I am unable to accept the evidence of the bankrupt. Her answers about the family outgoings, and the sources of funds to meet them, was evasive, devoid of detail, and improbable. Her answers to questions about the arrangement under which the family home was occupied, about the source of funds available to her husband prior to his bankruptcy, and about the proceeds of the cheque for $9,000 recovered from Annesley College were, in my assessment, deliberate falsifications of her true state of knowledge.
The rejection of the bankrupt's evidence means that the court is without any credible evidence or explanation as to the source of the $14,000 college fees which are in dispute. The court is simply unable to find where the money came from. A possibility is that some of it came from the bankrupt's earnings as a nurse, although I am unable to say on the evidence that this possibility - as to even a small part of the money - is a probability.
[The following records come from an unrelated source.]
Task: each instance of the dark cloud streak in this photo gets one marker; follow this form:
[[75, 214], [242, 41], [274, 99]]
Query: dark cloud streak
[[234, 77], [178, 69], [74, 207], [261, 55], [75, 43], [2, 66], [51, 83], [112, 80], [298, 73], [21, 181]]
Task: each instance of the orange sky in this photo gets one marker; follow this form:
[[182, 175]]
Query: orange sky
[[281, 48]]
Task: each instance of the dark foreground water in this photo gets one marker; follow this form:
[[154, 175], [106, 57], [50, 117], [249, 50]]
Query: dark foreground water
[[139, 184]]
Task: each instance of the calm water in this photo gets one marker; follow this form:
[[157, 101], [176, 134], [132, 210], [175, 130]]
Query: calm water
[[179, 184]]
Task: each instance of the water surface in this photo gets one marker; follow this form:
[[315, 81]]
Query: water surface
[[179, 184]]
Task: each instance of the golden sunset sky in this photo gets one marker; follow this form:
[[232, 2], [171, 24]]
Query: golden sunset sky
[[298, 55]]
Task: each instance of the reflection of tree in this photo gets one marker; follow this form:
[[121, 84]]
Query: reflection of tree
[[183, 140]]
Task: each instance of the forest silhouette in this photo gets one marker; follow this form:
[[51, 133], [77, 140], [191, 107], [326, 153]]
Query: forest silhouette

The suggestion that all the money was the product of savings in cash from her earnings seems unlikely in the extreme. It is however unnecessary and fruitless to speculate further as to these or other possibilities. As the bankrupt carries the onus of proof, the rejection of her evidence, coupled with her failure to adduce any other credible evidence to establish that the cash payments were the product of her income to which she is entitled under s.131(1), is sufficient to dispose of the application.
In my opinion the bankrupt's application should be dismissed.
I add that the fate of the application would be the same even if it were treated as an application under s.178 of the Bankruptcy Act. Under that section, in my opinion the bankrupt would carry the onus of proving that the Official Receiver's quest to recover the school fees was an "illegal claim", and that the act or decision of the trustee under attack should be disturbed.